Небольшой мальчик, внук полковника, единственное человеческое существо, которое осмеливалось фамильярничать с ним, протеснился в эту минуту сквозь толпу гостей и побежал к сидевшей фигуре; но, остановившись на половине дороги, он поднял крик испуга. Гости, вздрогнув все разом, как листья на дереве, подступили ближе и заметили в пристальном взгляде полковника Пинчона ненатуральное выражение, на его манжетах видны были кровавые пятна, и серебристая борода его была также обрызгана кровью. Поздно было уже оказывать помощь. Жестокосердый пуританин, неутомимый преследователь, хищный человек с непреклонной волей был мертв – мертв в своем новом доме! Предание, едва ли стоящее упоминания, потому что оно придает оттенок суеверного ужаса сцене, может быть, и без него уже довольно мрачной, – предание утверждает, будто бы из толпы гостей раздался чей-то громкий голос, напомнивший последние звуки голоса старого Мэтью Моула, казненного колдуна: «Бог напоил его моею кровью!»

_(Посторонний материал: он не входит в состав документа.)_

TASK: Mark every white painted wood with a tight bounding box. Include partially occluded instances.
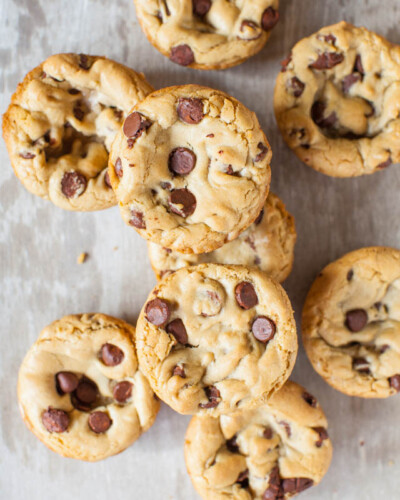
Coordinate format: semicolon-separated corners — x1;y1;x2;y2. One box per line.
0;0;400;500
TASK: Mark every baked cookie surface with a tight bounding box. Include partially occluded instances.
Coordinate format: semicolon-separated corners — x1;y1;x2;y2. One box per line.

Так-то рано смерть – этот гость, который непременно явится во всякое жилище человеческое, – перешагнула через порог Дома о Семи Шпилях!

Внезапный и таинственный конец полковника Пинчона наделал в то время много шуму. Довольно было разных толков – некоторые из них, довольно туманные, дошли до наших дней – о том, что по всем признакам он умер насильственной смертью, что на горле у него замечены были следы пальцев, а на измятых манжетах – отпечаток кровавой руки и что его остроконечная борода была всклочена, как будто кто-то, крепко схватив, теребил ее. Принято было также в соображение, что решетчатое окно подле кресел полковника было на ту пору отворено и что только за пять минут до рокового открытия замечена была человеческая фигура, перелезавшая через садовую ограду позади дома. Но было бы нелепо придавать какую-нибудь важность этого рода историям, которые непременно возникнут вокруг всякого подобного происшествия и которые, как и в настоящем случае, иногда переживают целые столетия, подобно грибам-поганышам, указывающим место, где свалившийся и засохший ствол дерева давно уже превратился в землю. Что касается, собственно, нас, мы придаем им так же мало веры, как и басне о костяной руке, которую будто бы видел лейтенант-губернатор на горле полковника, но которая исчезла, когда он сделал несколько шагов вперед по комнате. Известно только, что несколько докторов медицины проводили долгую консультацию и жарко спорили о мертвом теле. Один, по имени Джон Сниппертон – особа, по-видимому, весьма важная, – объявил, если только мы ясно поняли его медицинские выражения, что полковник умер от апоплексии. Каждый из его товарищей предлагал особенную гипотезу, более или менее правдоподобную, но все они облекали свои мысли в такие темные, загадочные фразы, которые должны были свести с ума неученого рассматривателя их мнений. Уголовный суд освидетельствовал тело и, состоя из людей особенно умных, произнес заключение, против которого нечего было сказать: «Умер скоропостижно».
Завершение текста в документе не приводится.